The conclusion: “You should buy assets that make sense based on cautious assumptions. Nobody should be speculating that people will pay growing premiums for a house.”
That sure is good advice these days in a bunch of cities, like poor Regina. The latest realtor survey shows the average two-story house is 7% cheaper than it was a year ago, even as sales hold steady, while bungs have dipped 8%. Inventory has been flooding on to the market as more sellers sense this is a now-or-never moment. There are more houses for sale than at any time in the past twenty years. Says local broker Mike Duggleby: “The inventory levels available on the market right now are approximately 40 per cent higher than usual, which has created a supply-demand imbalance and pushed home prices down. Strong unit sales this quarter have not been enough to support previous price levels.”

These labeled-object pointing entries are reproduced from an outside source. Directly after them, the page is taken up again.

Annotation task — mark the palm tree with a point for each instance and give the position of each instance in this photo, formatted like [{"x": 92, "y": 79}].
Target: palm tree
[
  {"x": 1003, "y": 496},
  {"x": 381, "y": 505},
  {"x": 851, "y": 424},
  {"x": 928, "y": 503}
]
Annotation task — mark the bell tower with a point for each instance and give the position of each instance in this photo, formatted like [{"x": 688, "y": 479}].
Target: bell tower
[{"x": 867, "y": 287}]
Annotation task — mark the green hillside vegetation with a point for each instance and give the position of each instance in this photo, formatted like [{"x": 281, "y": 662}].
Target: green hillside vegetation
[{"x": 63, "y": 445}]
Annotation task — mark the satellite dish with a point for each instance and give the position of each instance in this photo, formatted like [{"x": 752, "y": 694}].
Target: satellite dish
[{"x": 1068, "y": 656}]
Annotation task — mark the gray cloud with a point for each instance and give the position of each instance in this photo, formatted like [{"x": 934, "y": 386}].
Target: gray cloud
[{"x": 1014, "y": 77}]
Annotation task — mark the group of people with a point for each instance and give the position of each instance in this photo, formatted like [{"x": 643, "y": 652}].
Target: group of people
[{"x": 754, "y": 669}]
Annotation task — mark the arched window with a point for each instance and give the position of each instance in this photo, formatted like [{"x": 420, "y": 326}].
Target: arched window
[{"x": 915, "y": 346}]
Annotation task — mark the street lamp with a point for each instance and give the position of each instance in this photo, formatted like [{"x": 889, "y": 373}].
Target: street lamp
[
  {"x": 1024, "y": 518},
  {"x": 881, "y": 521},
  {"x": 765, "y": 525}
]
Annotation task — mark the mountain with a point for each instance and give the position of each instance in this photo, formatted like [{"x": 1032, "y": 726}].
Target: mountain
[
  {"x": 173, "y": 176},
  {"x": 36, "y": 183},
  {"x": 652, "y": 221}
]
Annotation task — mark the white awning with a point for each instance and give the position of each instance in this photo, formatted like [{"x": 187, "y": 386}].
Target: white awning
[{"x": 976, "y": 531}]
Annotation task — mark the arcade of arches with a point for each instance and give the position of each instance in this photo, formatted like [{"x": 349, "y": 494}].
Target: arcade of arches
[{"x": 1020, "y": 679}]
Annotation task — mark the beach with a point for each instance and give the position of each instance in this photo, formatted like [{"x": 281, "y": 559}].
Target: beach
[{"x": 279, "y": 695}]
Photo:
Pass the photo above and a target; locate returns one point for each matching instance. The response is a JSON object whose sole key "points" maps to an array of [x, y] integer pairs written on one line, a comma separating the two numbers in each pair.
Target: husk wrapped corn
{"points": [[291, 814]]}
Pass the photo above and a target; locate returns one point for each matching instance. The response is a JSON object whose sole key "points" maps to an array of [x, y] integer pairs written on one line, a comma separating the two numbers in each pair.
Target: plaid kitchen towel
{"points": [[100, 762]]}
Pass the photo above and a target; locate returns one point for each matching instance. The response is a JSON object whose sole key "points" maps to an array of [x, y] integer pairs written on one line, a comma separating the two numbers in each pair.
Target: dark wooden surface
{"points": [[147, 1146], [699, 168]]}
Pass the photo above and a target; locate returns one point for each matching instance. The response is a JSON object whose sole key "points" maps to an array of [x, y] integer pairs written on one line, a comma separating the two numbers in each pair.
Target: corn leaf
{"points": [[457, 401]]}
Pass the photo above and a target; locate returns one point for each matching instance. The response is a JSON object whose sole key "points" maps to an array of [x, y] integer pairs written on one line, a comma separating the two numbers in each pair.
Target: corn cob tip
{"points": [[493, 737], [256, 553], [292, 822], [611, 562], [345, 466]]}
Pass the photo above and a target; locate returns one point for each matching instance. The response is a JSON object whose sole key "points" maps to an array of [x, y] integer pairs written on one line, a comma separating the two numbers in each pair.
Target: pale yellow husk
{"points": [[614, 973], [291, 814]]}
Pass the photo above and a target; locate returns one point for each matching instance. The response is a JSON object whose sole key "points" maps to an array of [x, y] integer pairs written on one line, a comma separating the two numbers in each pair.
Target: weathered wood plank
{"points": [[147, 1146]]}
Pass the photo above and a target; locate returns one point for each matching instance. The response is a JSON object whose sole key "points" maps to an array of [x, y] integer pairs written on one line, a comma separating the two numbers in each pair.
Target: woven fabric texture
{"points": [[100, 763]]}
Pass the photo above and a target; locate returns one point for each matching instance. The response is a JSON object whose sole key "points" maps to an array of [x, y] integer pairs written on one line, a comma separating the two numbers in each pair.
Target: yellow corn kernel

In all of Nova Scotia, including Halifax, prices are dropping. They were off about 3.5% last month compared to the same time a year ago, with more than full year’s worth of houses sitting on the market. In Montreal, prices are running less than the rate of inflation, after an absolute decline through the summer.
Of course, this is at a time when the cost of money has never been lower and a five-year mortgage can be stapled down for a lowly 2.8%. As mentioned earlier this week, already 60% of Canadian markets are seeing falling sales, with most experiencing rising inventories. So the hot housing conditions most realtors and reporters keep telling us exist is really a three-city phenom. And, as I wrote here a few days ago as oil collapsed, you really have to wonder about Calgary.
Well, a crappy, raw semi with a Wild Kingdom basement on a hipster street in Toronto sold this week with twelve offers – all from virgins. The asking was under $830,000, and the sale was over $950,000. When I spoke to the agent for one of the losing bidders (who reads this blog), all he would say is, “I am so done with this town.”
Smart people know where this is going. Tails up.